When racism does manage to look like it’s supposed to, as it did in the death of George Floyd, we’re appalled, but easily dismiss it as a one-off sort of proposition; we shouldn’t blame the entire police force for one man’s racism. The Black community claims that there’s something else afoot, but we don’t listen.
Racism?
Nowhere does our problem show itself more clearly than in our posture toward Blacks when they attempt to invite us into their struggle. There are many reasons why we dismiss them, and many creative methods we employ to do so, but in order for our ears to open, we would have to give them some level of authority.
We don’t do that.
The spirit that called them “slave” is alive and well, driving the brunt of our defiant posture. If Blacks want to talk about Jesus, Bible, morality, or any other beloved pearl, we’re happy to listen, but give them no voice whatsoever when they try to talk about race.

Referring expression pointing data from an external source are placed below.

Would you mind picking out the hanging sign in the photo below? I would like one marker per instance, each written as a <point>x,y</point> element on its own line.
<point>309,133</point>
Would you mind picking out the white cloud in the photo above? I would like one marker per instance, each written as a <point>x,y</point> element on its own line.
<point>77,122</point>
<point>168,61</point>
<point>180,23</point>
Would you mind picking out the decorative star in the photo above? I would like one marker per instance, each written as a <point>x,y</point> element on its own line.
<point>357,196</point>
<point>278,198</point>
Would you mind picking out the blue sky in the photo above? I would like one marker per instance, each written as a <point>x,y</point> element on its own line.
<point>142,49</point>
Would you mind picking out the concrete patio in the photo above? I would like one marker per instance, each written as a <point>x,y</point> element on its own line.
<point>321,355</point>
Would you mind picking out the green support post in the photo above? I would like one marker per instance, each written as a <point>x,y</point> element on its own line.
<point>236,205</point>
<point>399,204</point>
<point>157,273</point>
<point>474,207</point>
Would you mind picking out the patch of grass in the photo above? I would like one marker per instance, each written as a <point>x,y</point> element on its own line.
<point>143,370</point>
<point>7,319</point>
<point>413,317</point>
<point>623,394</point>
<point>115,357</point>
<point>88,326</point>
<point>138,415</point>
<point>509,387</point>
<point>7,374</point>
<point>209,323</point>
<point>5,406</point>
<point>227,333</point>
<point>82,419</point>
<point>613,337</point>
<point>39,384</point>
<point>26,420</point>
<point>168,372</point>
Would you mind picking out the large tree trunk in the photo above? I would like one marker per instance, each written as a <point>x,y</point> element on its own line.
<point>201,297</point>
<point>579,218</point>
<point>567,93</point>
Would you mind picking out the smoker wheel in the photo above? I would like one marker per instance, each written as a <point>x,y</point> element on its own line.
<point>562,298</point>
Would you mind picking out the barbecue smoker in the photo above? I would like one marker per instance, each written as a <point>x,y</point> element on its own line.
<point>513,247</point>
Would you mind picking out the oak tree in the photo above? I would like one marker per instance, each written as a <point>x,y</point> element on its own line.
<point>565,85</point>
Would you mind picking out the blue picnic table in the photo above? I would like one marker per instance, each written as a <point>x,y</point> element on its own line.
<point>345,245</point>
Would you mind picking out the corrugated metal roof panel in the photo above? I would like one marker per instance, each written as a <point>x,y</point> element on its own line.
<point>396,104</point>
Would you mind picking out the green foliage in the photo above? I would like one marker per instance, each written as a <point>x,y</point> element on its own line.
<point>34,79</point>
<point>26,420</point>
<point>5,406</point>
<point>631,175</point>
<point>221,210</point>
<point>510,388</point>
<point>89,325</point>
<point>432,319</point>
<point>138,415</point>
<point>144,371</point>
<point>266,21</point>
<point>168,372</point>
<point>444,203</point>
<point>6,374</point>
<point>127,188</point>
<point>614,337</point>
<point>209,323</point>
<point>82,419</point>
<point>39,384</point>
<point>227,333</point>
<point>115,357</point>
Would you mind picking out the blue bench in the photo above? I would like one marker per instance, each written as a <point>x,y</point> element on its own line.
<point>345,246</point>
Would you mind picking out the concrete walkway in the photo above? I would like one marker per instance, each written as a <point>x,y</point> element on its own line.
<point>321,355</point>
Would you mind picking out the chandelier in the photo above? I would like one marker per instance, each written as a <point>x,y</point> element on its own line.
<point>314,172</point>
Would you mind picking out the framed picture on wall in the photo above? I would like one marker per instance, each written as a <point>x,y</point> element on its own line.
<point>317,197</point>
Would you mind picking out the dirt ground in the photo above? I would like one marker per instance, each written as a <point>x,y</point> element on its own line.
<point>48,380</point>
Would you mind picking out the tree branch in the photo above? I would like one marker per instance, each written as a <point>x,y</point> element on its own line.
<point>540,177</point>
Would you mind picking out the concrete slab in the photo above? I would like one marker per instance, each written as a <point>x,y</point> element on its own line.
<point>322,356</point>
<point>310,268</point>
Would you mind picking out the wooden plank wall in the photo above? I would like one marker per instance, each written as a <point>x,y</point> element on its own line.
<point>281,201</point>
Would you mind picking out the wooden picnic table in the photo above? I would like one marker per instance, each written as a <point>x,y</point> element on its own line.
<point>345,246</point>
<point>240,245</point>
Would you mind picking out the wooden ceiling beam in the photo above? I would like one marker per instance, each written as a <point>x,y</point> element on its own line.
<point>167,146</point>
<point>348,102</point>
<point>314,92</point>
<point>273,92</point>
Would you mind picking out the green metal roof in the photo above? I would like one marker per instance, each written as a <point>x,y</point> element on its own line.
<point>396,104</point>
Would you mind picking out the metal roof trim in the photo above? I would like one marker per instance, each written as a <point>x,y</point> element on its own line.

Our bias also shows itself in our fragility; the topic of personal racism truly puts a bee in our saddle. Some faith communities are beginning to broach things like systemic racism, or social justice in general, but few from my camp are asking, “are we racist?”
It’s insulting, a personal attack, so we respond in kind when someone tries to broach this with us, accusing BLM and other protestors of terrorism, defining their movement by it’s weaknesses, categorically failing to understand the problems that drive their activism.
As any pastor worth her salt will tell you, the place where people are the most fragile is the place where they’re the most broken, but questions that threaten to clear the pew are rarely hailed from the pulpit, important as they might be.
There is no shortage of voices claiming that racism is a problem among people of faith. A growing number of these are white Evangelical authors, scholars, and pastors, added to the Black leaders who have been vocal about this for years. As someone who’s spent the majority of his adult life in church leadership, I can attest that this is a big problem, though I’ve only just begun to come to grips with it.
A few years ago, over lunch with the lead pastor of one of the biggest, predominantly white churches in the Denver area, I broached the topic of personal bias and the growing claim that an estimated 30% of white Evangelicals in America might be racist.
“It’s more like 50,” he said.
But that’s hornet’s nest is best left alone.
I don’t mean to characterize my brothers and sisters as a mindless swarm of bigots. I have personally experienced a mountain of transformation in the churches that I’ve served, and would be a different person today were it not for the leaders and friends who’ve invested in my life. I’m also struck by the positive impact that faith communities from all different departments have had on our country. We have so many times shown up as the ambassadors of peace, compassion, mercy, and reconciliation.
The church’s weaknesses don’t exist at the expense of its strengths, and vice versa, but we do have a problem.
And I mourn the various ways that it keeps us on the bench and beyond, the one place Jesus told us not to sit, especially when things are about to change.